Relative Preference Optimization

Updated 10 November 2025

Relative Preference Optimization is a family of algorithms that generalize pairwise learning using weighted comparisons to enhance model alignment with human and domain-specific preferences.
RPO integrates cross-prompt and hierarchical data with embedding-based weighting to improve data efficiency and stabilize convergence, benefiting applications from medical reasoning to image generation.
Practical implementations of RPO show measurable gains in win rate and accuracy over traditional RLHF and DPO methods, supporting advanced tasks like language summarization and combinatorial optimization.

Relative Preference Optimization (RPO) is an advanced family of preference-based learning algorithms designed to align machine learning models—especially LLMs, diffusion models, and combinatorial optimizers—with nuanced human or domain-specific preferences. RPO generalizes classic pairwise preference learning by exploiting the structure of cross-prompt, cross-domain, or hierarchical comparison data. It enables more robust preference modeling, data-efficient training, and stable convergence properties across a diverse range of applications, from medical reasoning to robust retrieval, multi-modal generation, and combinatorial optimization.

1. Mathematical Foundations of RPO

Relative Preference Optimization formalizes model alignment through weighted pairwise (or groupwise) preference losses. Let $\pi_\theta(y\mid x)$ denote the trainable policy, $\pi_\mathrm{ref}(y\mid x)$ a fixed reference policy, and $\beta$ a scaling hyperparameter. The canonical RPO loss for a batch of $M$ “win” and $N$ “lose” samples is:

$L_{\rm RPO}(\theta) = -\frac{1}{M N} \sum_{i=1}^M \sum_{j=1}^N \log \sigma\left( \omega_{ij}\; \beta \left[ \log \tfrac{\pi_\theta(y_{w,i}\mid x_i)}{\pi_\mathrm{ref}(y_{w,i}\mid x_i)} - \log \tfrac{\pi_\theta(y_{l,j}\mid x_j)}{\pi_\mathrm{ref}(y_{l,j}\mid x_j)} \right] \right)$

where $\omega_{ij}$ is a row-normalized weight reflecting contrast strength (often via embedding similarity), and $\sigma(z) = 1/(1 + e^{-z})$ is the logistic sigmoid. This cross-pairing generalizes the “diagonal” pairing in Direct Preference Optimization (DPO) so as to incorporate both intra-prompt and inter-prompt contrasts (Yin et al., 2024).
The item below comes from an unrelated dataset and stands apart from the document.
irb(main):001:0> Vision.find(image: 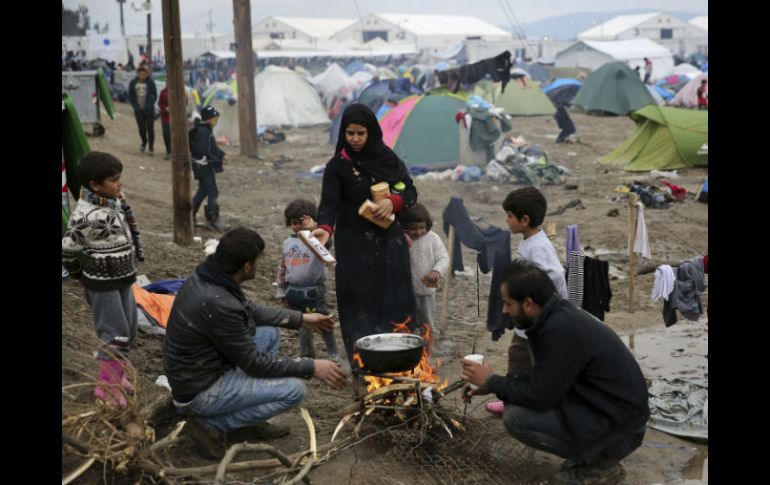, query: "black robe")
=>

The RPO framework supports further generalization:

Multi-candidate settings ( $K > 2$ responses per prompt), via distance metrics like squared loss or categorical KL (Sun et al., 31 Jan 2025).
Integration of explicit or implicit reward models, balancing ground-truth preference labels versus likelihood-induced margins.
Hierarchical and group-based formulations, e.g., incorporating ground-truth, model-generated—but-correct, and model-generated incorrect responses (Kawakami et al., 25 Apr 2025).

2. RPO Methodological Variants and Weighting Mechanisms

RPO unifies a diverse ecosystem of preference-based objectives:

Variant	Data Pairing	Loss Structure
DPO	Paired, identical	Log-sigmoid on paired margins
RPO	Cross-prompt, mixed	Weighted log-sigmoid, cross-pairing
SimPO, IPO	Paired/Categorical	Squared or KL divergence
REINFORCE-LOO	Multi-response	Leave-one-out/squared distance

Contrastive weighting ( $\omega_{ij}$ ) may be:

Uniform (all pairs treated equally)
Diagonal-emphasized (higher weight on same-prompt pairs)
Embedding-distance–reweighted (using pretrained sentence or multi-modal encoders, softmax-normalized with temperature $\tau$ ; see (Yin et al., 2024, Gu et al., 2024)).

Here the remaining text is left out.